Cowles should be remembered for many other firsts. In 1888 he established the first laboratory in the country devoted to basic and clinical psychiatric research. Biological psychiatry in America truly began at McLean with Cowles (
4). When McLean moved to a newly built facility in 1895, its new laboratory attracted worldwide attention, inviting comparisons to Kraepelin’s dual-purpose clinical and research clinic in Heidelberg (
5–
7). Biochemical, neuropathological, and experimental (physiological) psychology research was conducted with the purpose of understanding the prodromal or prepsychotic vulnerability stage of illness (nervous exhaustion, the most severe form of neurasthenia), which Cowles believed, if reversed or halted, could prevent its evolution into the “unitary psychosis” stages of true insanity (melancholia, mania, and terminal dementia) (
8,
9). Prevention was his explicit argument for convincing Massachusetts government officials to provide funding for this work (
10). By doing so, Cowles framed the trajectory of American psychiatry in the next century, which diverged from European traditions by emphasizing mental hygiene, individual case studies of the premorbid lives of patients (not European-style descriptive psychopathology or longitudinal studies of already ill patients), and progressive promises of prevention.
In 1889 Cowles was the first to institute the practice of weekly staff diagnostic “case conferences” or “clinics” and an evening “psychological seminary,” which he borrowed from his observation of German medical practices (
11). Beginning in 1897, these McLean case conferences were the first in the country to explore the usefulness of Kraepelin’s new nosology and disease concepts as diagnostic tools. Cowles, however, was skeptical of Kraepelin’s claims of new natural disease entities, and he remained firm in his belief that there was only one disease (insanity), which had multiple forms.

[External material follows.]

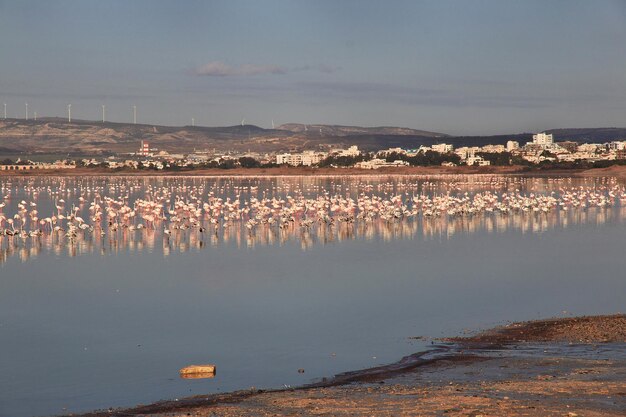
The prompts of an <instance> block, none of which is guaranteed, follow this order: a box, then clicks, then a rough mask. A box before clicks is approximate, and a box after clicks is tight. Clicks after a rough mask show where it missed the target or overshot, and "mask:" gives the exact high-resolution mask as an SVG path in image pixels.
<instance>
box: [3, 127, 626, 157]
mask: <svg viewBox="0 0 626 417" xmlns="http://www.w3.org/2000/svg"><path fill="white" fill-rule="evenodd" d="M548 132H549V133H553V134H554V135H555V139H556V140H557V141H563V140H572V141H576V142H599V143H604V142H609V141H613V140H624V139H626V128H594V129H554V130H550V131H548ZM531 137H532V134H531V133H521V134H510V135H497V136H448V135H445V134H443V133H436V132H429V131H424V130H416V129H408V128H402V127H390V126H383V127H359V126H338V125H322V124H317V125H306V129H305V125H303V124H298V123H289V124H284V125H281V126H279V127H278V128H276V129H263V128H261V127H259V126H254V125H236V126H224V127H205V126H159V125H148V124H128V123H113V122H106V123H102V122H95V121H88V120H73V121H72V123H68V122H67V120H65V119H60V118H39V119H38V120H36V121H35V120H28V121H26V120H22V119H7V120H0V150H1V153H2V154H11V153H16V154H80V155H108V154H116V153H129V152H135V151H137V150H138V149H139V146H140V143H141V141H142V140H144V141H148V142H149V143H150V147H151V148H155V149H158V150H166V151H168V152H170V153H189V152H193V151H194V150H196V151H204V150H216V151H233V152H246V151H254V152H264V153H265V152H279V151H301V150H304V149H321V150H327V149H332V148H338V147H347V146H351V145H357V146H359V148H361V149H363V150H366V151H373V150H379V149H386V148H393V147H402V148H407V149H413V148H418V147H420V146H421V145H425V146H430V145H433V144H435V143H442V142H445V143H452V144H454V146H455V147H460V146H482V145H486V144H505V143H506V142H507V141H509V140H516V141H518V142H520V143H521V144H523V143H526V142H527V141H529V140H531Z"/></svg>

Nonetheless, Cowles used his considerable influence to bring German psychiatry to the United States by facilitating the introduction of two highly trained Swiss neurologists into prominent positions in U.S. psychiatric institutions: August Hoch, who directed research at McLean starting in 1894, and Adolf Meyer, whom Cowles recommended for a position at the Worcester Lunatic Hospital in 1895. When E.E. Southard, director of the Boston Psychopathic Hospital, reflected on the history of psychiatry in the United States in his presidential address to the AMPA in 1919, he acknowledged Cowles, not Meyer, as the most prominent figure since 1894, because he introduced a “laboratory turn of mind” into the profession (
12).
Cowles had been a surgeon and director of a hospital in the Union Army during the Civil War, a physician and superintendent at the Boston City Hospital from 1872 to 1879, and superintendent at McLean from 1879 onward. In 1882 he created the first professional training program for nurses for the care of the insane, a model program followed by dozens of other asylums and state hospitals (
13). According to his closest friend, psychologist G. Stanley Hall, “In his later years Dr. Cowles followed with intense interest the rise and decline of Kraepelin’s views, with which his sympathy was limited. He was also interested in psychoanalysis, though not convinced of the extreme views of Freud” (
14). To our knowledge, Hall’s obituary of Cowles, now almost a century old, was the last time an article in a major scientific or medical journal was devoted to the life and work of this pivotal but neglected figure in American psychiatry. Arguably one of the most influential figures in the modern history of American psychiatry is also its most forgotten.